In the face of these challenges, Mrs. Laila recalls how her son decided to take a risk and plow the land with a tractor, hoping to resume farming and help support the family. The risk was high, as he hit an IED, and suffered a terrible accident that destroyed the tractor and damaged his hearing. He was lucky to survive, she says. Especially as she also remembers the number of shepherds, farmers, and even an electrician, who lost their lives as a result of IEDs that ISIS planted in and around the village.
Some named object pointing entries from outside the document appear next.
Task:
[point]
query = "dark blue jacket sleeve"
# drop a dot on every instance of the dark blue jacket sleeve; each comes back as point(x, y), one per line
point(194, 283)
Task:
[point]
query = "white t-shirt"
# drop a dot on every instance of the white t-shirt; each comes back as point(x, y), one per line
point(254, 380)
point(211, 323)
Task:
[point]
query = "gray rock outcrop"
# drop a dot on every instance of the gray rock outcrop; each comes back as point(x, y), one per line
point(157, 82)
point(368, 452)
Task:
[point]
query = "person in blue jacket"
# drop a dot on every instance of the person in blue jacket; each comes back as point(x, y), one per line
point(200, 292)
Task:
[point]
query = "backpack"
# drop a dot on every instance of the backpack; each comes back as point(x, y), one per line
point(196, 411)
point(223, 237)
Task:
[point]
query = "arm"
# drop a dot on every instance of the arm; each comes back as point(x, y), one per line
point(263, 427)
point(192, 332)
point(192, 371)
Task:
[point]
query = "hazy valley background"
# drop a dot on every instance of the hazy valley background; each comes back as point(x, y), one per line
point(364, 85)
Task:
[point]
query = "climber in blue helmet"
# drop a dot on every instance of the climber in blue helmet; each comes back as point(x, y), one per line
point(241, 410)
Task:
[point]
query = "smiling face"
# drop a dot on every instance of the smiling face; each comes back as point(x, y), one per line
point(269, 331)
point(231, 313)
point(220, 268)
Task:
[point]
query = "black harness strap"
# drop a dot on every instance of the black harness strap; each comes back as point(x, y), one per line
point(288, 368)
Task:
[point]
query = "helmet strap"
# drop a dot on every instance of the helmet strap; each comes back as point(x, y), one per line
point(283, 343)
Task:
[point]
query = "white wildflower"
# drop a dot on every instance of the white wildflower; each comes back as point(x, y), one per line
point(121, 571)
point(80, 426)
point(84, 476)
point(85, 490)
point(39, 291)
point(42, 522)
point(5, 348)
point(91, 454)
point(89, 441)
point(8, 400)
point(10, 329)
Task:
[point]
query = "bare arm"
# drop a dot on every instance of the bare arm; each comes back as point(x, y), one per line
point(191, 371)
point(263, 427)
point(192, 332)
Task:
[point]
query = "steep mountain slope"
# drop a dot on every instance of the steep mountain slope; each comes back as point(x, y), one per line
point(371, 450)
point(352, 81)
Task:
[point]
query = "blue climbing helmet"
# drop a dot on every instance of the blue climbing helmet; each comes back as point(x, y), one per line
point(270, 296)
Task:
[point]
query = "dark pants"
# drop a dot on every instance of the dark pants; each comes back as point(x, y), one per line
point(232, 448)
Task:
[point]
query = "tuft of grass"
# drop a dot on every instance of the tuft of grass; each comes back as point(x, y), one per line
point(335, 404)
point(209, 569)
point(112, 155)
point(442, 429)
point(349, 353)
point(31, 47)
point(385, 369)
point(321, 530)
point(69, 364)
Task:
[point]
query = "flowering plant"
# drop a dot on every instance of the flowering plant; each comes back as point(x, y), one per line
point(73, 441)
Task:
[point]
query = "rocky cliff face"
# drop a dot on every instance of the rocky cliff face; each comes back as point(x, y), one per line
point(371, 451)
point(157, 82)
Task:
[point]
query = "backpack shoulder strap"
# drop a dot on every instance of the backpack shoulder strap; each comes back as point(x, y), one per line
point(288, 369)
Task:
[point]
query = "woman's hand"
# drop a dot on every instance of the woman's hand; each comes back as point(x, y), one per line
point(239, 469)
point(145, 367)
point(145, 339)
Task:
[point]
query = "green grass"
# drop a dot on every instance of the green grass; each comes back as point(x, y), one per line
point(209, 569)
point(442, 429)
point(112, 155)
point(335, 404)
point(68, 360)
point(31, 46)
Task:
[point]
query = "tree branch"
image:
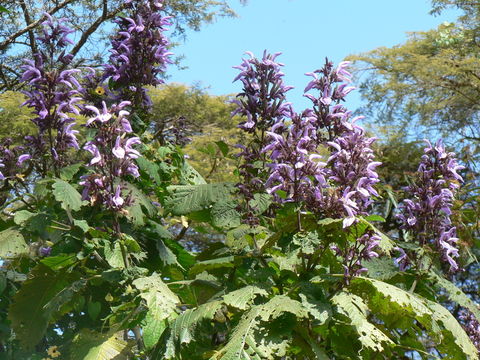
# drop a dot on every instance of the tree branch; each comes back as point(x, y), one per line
point(86, 34)
point(4, 44)
point(28, 21)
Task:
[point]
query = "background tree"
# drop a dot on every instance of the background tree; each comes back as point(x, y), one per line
point(92, 21)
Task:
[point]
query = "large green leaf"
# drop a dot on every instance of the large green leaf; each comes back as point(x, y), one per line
point(224, 214)
point(185, 199)
point(91, 345)
point(251, 340)
point(162, 304)
point(355, 309)
point(201, 266)
point(397, 307)
point(455, 294)
point(242, 298)
point(182, 330)
point(67, 195)
point(38, 302)
point(12, 243)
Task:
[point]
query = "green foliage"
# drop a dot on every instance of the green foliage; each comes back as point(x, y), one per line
point(39, 301)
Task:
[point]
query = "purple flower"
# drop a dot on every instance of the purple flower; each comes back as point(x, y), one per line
point(426, 215)
point(52, 94)
point(139, 53)
point(110, 146)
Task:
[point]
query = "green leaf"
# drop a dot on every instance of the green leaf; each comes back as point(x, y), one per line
point(190, 176)
point(149, 168)
point(185, 199)
point(354, 308)
point(12, 244)
point(82, 224)
point(201, 266)
point(381, 268)
point(91, 345)
point(260, 203)
point(93, 309)
point(242, 298)
point(182, 330)
point(22, 216)
point(455, 294)
point(225, 215)
point(399, 308)
point(67, 173)
point(244, 342)
point(59, 262)
point(27, 313)
point(114, 255)
point(67, 195)
point(162, 304)
point(140, 200)
point(386, 244)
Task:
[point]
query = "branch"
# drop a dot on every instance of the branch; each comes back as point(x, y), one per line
point(4, 44)
point(28, 21)
point(86, 34)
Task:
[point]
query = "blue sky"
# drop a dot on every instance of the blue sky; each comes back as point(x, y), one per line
point(305, 31)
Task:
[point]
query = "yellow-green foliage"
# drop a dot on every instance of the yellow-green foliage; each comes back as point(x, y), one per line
point(14, 119)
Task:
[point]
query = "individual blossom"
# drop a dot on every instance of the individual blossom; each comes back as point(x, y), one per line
point(13, 160)
point(296, 168)
point(426, 214)
point(112, 156)
point(261, 104)
point(53, 94)
point(139, 53)
point(263, 98)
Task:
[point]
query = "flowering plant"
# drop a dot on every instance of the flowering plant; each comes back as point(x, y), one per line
point(96, 262)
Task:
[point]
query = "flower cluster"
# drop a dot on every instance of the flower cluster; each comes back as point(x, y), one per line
point(11, 160)
point(471, 327)
point(113, 155)
point(295, 168)
point(139, 52)
point(342, 186)
point(262, 100)
point(53, 93)
point(427, 213)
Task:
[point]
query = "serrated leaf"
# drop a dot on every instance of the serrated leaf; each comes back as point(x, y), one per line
point(161, 303)
point(12, 244)
point(398, 305)
point(114, 255)
point(386, 244)
point(182, 330)
point(224, 214)
point(190, 176)
point(59, 262)
point(242, 298)
point(201, 266)
point(27, 314)
point(455, 294)
point(67, 195)
point(381, 268)
point(150, 168)
point(91, 345)
point(185, 199)
point(140, 201)
point(354, 308)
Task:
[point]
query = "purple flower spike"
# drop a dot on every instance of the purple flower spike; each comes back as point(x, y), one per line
point(139, 54)
point(110, 146)
point(427, 214)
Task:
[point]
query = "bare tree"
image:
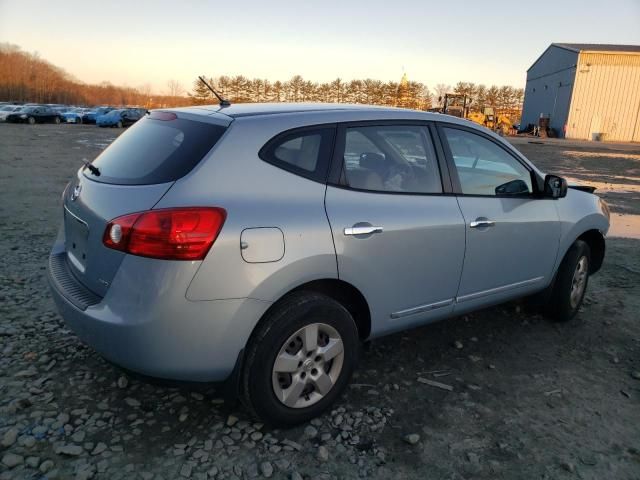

After hearing Mrs. Laila's story, and in coordination with Directorate for Mine Action (DMA), the DRC’s Humanitarian Mine Action Team decided to immediately start clearance operations in Al-Halabiya Village, as part of its ongoing interventions in Ninewa funded by Swedish International Development Corporation (SIDA). Clearance began in January 2023, and is ongoing until June 2023. So far, the team has cleared around half of the contaminated area, which has a total size of 590,312 square meters – equal to the size of around 83 football fields. Due to reduction in humanitarian funding for mine clearance in Iraq in 2023, the whole area around the village unfortunately will not be cleared. This is a similar narrative in many areas across the country as funding support has reduced and government investment remains limited – yet Iraq remains one of the most contaminated countries in the world, with over two billion square meters of hazardous areas.
Mrs. Laila’s story shows how landmines and explosive ordnance can not only kill and injure innocent people, but also prevent them from accessing their livelihoods, basic services, and development opportunities. This can create significant barriers to re-integration for families like Mrs. Laila’s who are returning after years of displacement. That is why DRC’s clearance work is so important and urgent. By clearing landmines and IEDs, DRC is helping to create a safe environment in which people like Mrs. Laila can live without fear and rebuild their lives with dignity.
In addition to mine clearance activities, DRC also conducts Explosive Ordnance Risk Education (EORE), Community Liaison and Non-Technical Survey – a preliminary survey to assess risks of hazards in an area – in Al-Halabiya Village and other surrounding villages. These activities aim to raise awareness of the dangers of landmines and explosives, and to encourage people to share information that can help DRC identify and clear contaminated land. They also allow us to communicate with communities and inform them of the progress and results of DRC’s demining work. Through these activities, we seek to build trust and cooperation with the people we serve, and to ensure that our work responds to their needs and priorities.